Somali Islamist insurgents are making their own explosives, a confidential U.N. report seen by Reuters said, as they mount more frequent and deadly attacks.
The findings are a blow for internationally backed efforts to fight the al Shabaab insurgency, which has repeatedly carried out attacks in East Africa and launched dozens in Somalia this year despite an increase in US air strikes.
“For the first time, post-blast laboratory analyses indicate a clear shift in al Shabaab construction methods, away from the use of military grade explosives to HME (home-made explosives),” said a confidential report by the UN panel of experts on Somalia.
“Information from a range of explosive ordnance disposal (EOD) experts suggests a probable connection between the development of HME by al Shabaab and recent increased frequency of major attacks in Mogadishu.”
The analysis was based on at least 20 attacks since July 2018, the report said.
It specify who did the analysis, but footnotes cite the UN Mine Action Service, the US Federal Bureau of Investigation (FBI) and experts identified only by the dates of interviews.
The UN panel declined to comment and the organisations did not respond to questions from Reuters.
Somali government officials could not be reached for comment. Lieutenantt Colonel Charles Imbiakha, spokesman for the African Union peacekeeping force AMISOM, said it could not comment because it had not seen the report.
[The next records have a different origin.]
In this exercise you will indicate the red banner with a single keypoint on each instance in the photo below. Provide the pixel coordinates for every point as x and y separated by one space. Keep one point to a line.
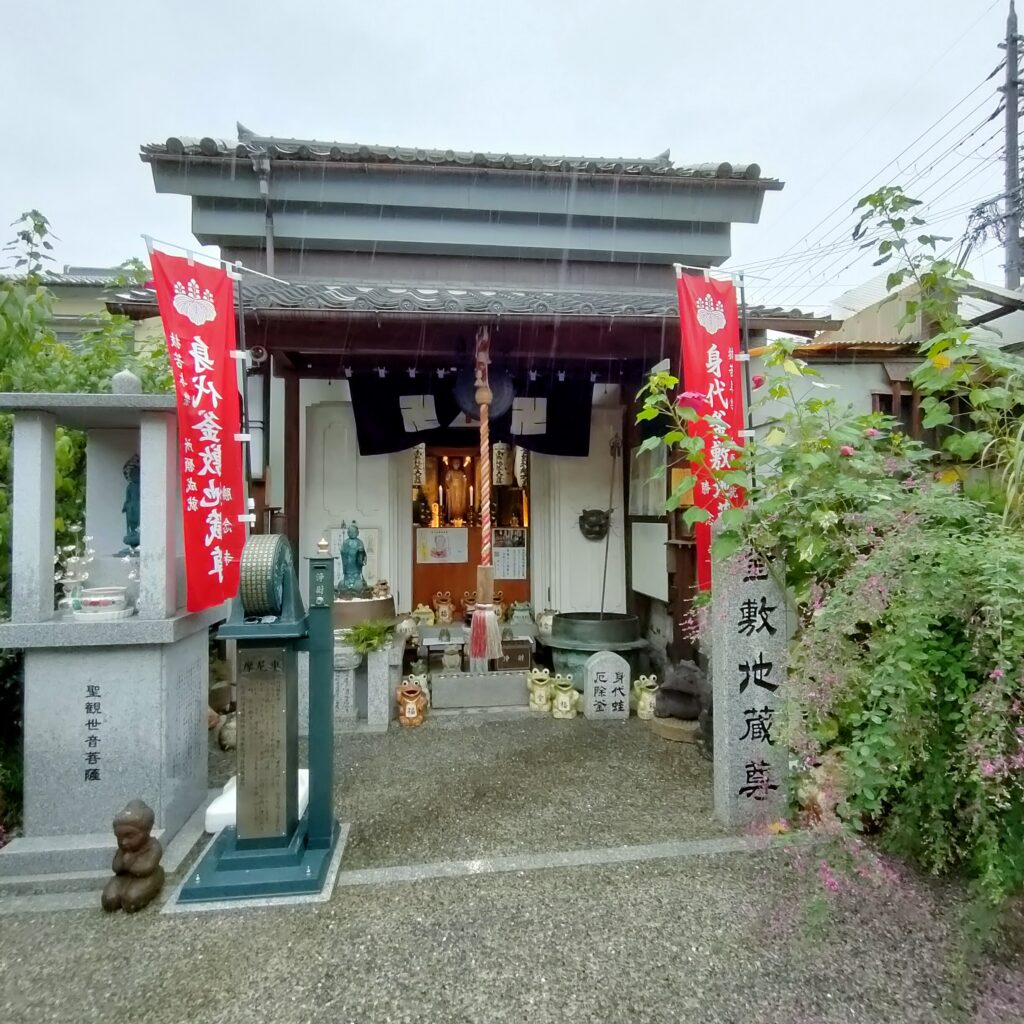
713 381
197 305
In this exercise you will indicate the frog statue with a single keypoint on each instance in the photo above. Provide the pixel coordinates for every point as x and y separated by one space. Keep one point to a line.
540 690
137 875
564 697
353 559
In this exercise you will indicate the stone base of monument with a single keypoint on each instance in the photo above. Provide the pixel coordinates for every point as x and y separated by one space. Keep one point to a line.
478 689
222 811
118 714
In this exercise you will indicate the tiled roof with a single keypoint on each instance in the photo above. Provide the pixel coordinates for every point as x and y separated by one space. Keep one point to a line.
249 144
75 276
259 294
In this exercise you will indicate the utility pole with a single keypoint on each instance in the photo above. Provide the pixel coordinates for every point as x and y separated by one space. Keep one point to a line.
1012 222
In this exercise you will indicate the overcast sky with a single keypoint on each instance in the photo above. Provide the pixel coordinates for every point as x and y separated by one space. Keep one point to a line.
821 94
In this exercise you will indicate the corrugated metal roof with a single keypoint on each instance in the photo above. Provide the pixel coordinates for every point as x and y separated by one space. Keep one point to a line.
250 144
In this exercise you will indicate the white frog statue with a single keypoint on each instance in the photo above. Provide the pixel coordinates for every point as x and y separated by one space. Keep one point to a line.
565 697
423 614
645 690
421 680
540 690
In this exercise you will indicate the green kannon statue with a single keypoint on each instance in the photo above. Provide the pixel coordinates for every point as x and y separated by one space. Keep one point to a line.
131 505
353 558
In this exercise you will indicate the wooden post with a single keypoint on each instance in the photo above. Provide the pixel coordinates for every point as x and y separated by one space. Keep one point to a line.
293 456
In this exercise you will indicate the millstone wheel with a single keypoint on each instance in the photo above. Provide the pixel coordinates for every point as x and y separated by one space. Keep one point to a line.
266 558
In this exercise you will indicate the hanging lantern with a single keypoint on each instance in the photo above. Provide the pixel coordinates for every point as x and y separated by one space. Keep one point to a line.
419 465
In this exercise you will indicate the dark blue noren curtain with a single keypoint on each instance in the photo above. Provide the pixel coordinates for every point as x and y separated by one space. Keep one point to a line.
396 412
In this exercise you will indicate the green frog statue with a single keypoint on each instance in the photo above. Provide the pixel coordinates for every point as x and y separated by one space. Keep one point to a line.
353 559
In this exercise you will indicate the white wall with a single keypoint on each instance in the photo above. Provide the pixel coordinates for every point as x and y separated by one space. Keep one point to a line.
341 485
566 567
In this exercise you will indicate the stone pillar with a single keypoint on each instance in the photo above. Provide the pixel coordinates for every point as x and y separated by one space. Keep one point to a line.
346 662
379 689
752 622
606 686
158 522
33 541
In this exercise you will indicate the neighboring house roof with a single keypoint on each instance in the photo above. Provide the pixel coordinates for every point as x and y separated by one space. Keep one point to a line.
251 144
260 295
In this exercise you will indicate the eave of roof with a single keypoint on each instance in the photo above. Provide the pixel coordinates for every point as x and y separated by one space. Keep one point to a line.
251 145
269 297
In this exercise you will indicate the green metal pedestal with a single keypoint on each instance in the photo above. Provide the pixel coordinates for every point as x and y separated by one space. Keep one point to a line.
230 869
271 852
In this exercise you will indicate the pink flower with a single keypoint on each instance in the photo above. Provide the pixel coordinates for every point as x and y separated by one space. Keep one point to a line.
827 879
692 399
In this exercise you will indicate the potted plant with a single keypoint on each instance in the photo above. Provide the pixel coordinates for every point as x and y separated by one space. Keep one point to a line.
367 637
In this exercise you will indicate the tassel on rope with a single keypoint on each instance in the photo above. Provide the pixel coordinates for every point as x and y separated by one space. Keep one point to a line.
484 632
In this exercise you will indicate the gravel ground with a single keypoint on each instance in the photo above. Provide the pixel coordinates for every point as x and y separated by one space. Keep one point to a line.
715 940
733 938
535 785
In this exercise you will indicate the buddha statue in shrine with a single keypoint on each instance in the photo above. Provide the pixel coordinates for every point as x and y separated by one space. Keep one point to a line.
353 558
457 492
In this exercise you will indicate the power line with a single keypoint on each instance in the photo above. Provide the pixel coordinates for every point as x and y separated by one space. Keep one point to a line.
793 274
954 45
857 193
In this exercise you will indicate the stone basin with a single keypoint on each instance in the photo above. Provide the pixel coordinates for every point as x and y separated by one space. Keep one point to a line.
577 635
354 611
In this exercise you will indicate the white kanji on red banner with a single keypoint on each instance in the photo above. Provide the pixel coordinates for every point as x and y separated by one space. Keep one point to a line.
209 417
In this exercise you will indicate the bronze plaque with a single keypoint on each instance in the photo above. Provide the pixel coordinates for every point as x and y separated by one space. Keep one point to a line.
264 747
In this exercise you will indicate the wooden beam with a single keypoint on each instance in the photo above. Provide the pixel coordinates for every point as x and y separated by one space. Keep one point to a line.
293 455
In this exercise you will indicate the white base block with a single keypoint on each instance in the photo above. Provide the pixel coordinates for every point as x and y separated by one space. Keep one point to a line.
220 813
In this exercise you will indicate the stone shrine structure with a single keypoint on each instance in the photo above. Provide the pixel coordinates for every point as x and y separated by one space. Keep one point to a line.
752 622
115 708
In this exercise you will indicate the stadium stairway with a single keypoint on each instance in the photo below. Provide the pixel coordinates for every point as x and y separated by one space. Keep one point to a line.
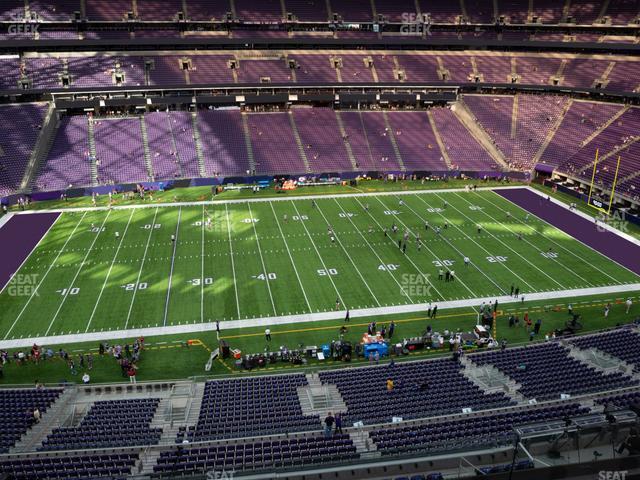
492 380
319 398
467 119
552 132
441 145
394 143
54 417
41 149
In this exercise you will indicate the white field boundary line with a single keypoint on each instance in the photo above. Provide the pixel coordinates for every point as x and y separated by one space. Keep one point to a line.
233 264
612 230
173 258
35 291
309 317
106 279
557 244
524 239
322 262
293 264
265 199
75 277
366 284
509 248
264 266
144 258
32 250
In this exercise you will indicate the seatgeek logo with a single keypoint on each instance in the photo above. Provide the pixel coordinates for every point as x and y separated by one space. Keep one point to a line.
21 26
415 25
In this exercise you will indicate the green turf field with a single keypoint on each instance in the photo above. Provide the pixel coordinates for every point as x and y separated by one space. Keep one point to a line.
276 258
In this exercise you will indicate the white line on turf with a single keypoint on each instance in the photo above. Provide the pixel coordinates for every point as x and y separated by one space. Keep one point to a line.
293 264
382 262
582 280
202 268
173 258
570 237
324 265
531 287
84 260
446 240
425 276
35 290
10 215
306 317
264 267
144 258
233 265
95 306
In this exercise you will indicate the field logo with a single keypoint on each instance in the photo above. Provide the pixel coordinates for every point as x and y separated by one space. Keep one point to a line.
415 25
415 285
22 285
617 220
612 474
220 474
21 26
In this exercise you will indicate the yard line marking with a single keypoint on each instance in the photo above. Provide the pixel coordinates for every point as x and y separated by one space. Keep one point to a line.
295 269
500 241
144 258
375 298
95 306
445 240
35 290
66 295
173 258
553 241
264 267
202 269
233 267
538 249
10 215
425 276
324 265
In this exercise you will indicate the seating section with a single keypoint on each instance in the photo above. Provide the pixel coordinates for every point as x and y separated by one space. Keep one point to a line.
250 407
112 423
465 152
304 451
622 343
119 151
422 389
466 433
16 412
69 162
20 126
545 371
115 465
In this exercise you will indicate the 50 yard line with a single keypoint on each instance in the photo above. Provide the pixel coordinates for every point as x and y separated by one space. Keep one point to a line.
35 291
144 257
173 258
95 307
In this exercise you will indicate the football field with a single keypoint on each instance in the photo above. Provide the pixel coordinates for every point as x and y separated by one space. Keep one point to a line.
100 270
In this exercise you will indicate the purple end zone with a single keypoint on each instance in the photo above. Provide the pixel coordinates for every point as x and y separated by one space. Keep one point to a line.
18 237
609 244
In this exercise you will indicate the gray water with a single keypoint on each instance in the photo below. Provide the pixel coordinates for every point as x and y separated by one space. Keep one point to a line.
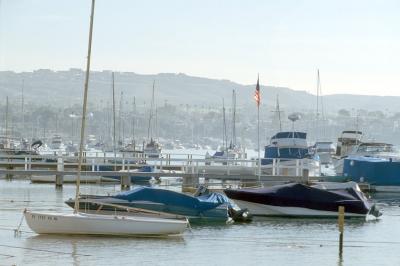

Al Shabaab, which wants to rule Somalia in line with a strict interpretation of sharia law, carried out at least 19 attacks with vehicle-borne bombs that have killed more than five people in Mogadishu since September, the report found.
Hitherto, the insurgency mostly relied on military-grade explosives, laboriously harvested by specialists from ordnance such as mines or mortars captured from soldiers or peacekeepers.
Attacks have become more frequent and in some cases more lethal – most notably the truck bomb that killed more than 500 people in October 2017 at a junction where street vendors were selling petrol.
Experts long suspected the bomb may have used some home-made explosives, but no evidence was made public.
The UN panel report does not offer evidence but notes al Shabaab would have needed explosives from approximately 6,000 mortars to carry out a blast of that size.
It said al Shabaab bomb makers were mixing highly explosive nitro-glycerine with ammonium nitrate or potassium nitrate – used in fertiliser – and charcoal, although it did not give a source.
A raid on an underground site in Mogadishu last month recovered components and chemicals including aluminium paste, which can enhance the thermal effect of a detonation, the report said.
There are no public statistics on bombings in Somalia. The US Joint Improvised-Threat Defeat Organisation, part of the Pentagon, said it did not track bombings and the Somali government does not release statistics.